German law shall apply exclusively. The application of the UN Convention on Contracts for the International Sale of Goods is excluded.

In all other respects, the statutory provisions or, if not available, the customary commercial provisions shall apply to quality determination, sorting, labeling and price. Insofar as the above Terms and Conditions of Sale and Delivery conflict with our Terms and Conditions of Purchase, our Terms and Conditions of Sale and Delivery shall apply exclusively.

If the purchaser is not himself a buyer, but only an intermediary, he fully recognizes the above conditions insofar as they relate to this legal relationship.

He hereby expressly declares his acceptance of the guarantee vis-à-vis the manufacturer or the seller in the amount of the value of the goods and any damage caused by default (including court, legal and other costs) in the event that it should not be possible for the seller to collect the outstanding amount from the customer (recipient of the goods), possibly also with the aid of legal measures.

Schneider hereby accepts the agent's declaration of guarantee, so that a legally valid contract for the assumption of the guarantee has been effectively concluded.

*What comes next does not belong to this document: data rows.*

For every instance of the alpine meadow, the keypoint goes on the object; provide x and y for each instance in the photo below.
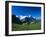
(26, 18)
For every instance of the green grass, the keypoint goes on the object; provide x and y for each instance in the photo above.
(33, 26)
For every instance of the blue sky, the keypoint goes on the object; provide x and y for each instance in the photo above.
(26, 11)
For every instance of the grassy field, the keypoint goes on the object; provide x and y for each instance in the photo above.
(24, 26)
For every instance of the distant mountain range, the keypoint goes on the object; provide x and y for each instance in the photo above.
(24, 19)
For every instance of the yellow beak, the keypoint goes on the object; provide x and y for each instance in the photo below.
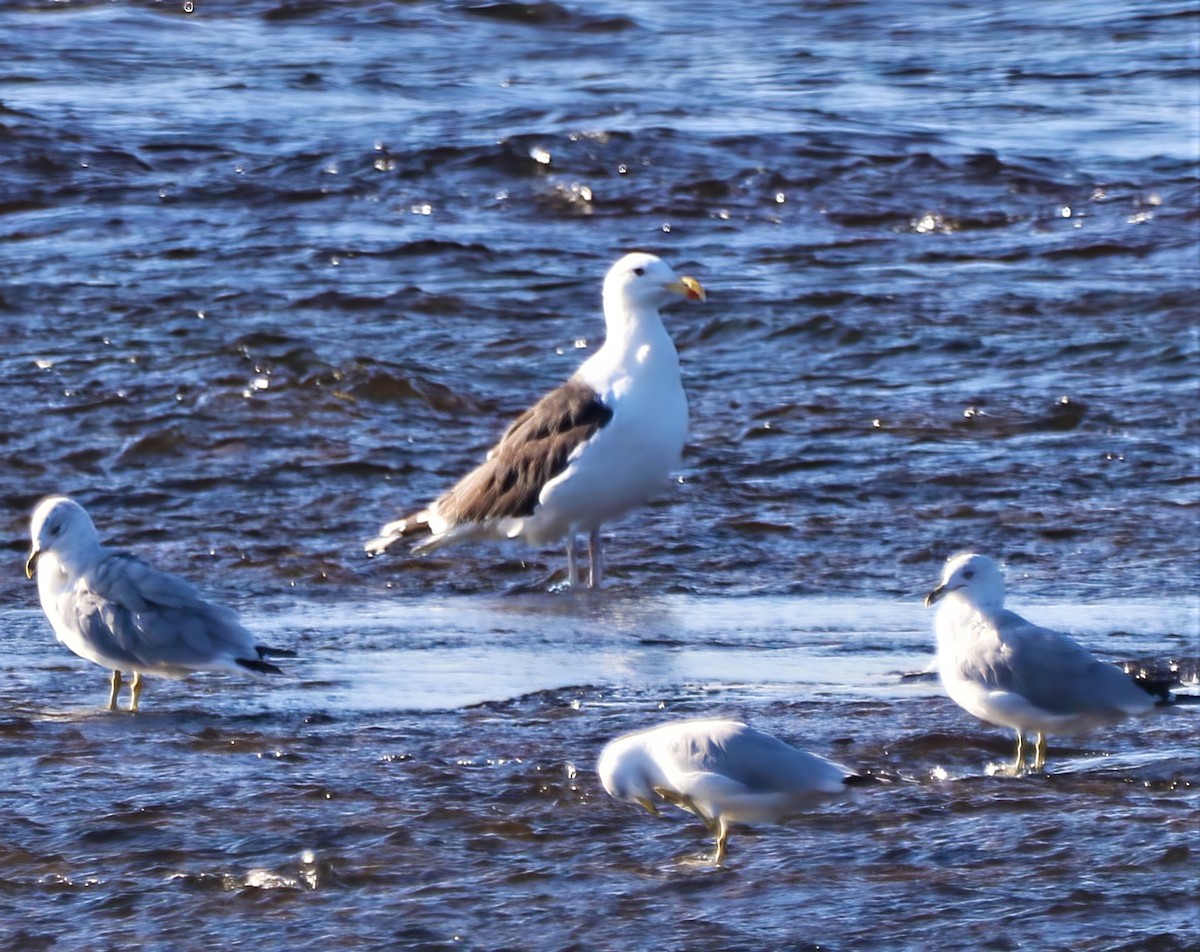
(688, 287)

Schneider undertakes to inform the intermediary if efforts to collect the claim have been unsuccessful and to give the intermediary the opportunity to attempt to collect the claim from the customer himself. If the agent is unable to do so within a reasonable period of time (3 weeks), Schneider may make a claim against the agent under the guarantee contract, with the result that the agent must pay the outstanding amount under the guarantee contract. In this case, Schneider assigns all its claims against the customer to the agent in order to give the agent the opportunity to collect the claim against the customer.

§ 10 Severability clause

Should individual provisions of the contract with the customer, including these General Terms and Conditions, be or become invalid in whole or in part, this shall not affect the validity of the remaining provisions.

The wholly or partially ineffective provision shall be replaced by a provision whose economic success comes as close as possible to that of the ineffective provision.

Any waiver of the aforementioned General Terms and Conditions must be made in writing. This also applies to this written form clause.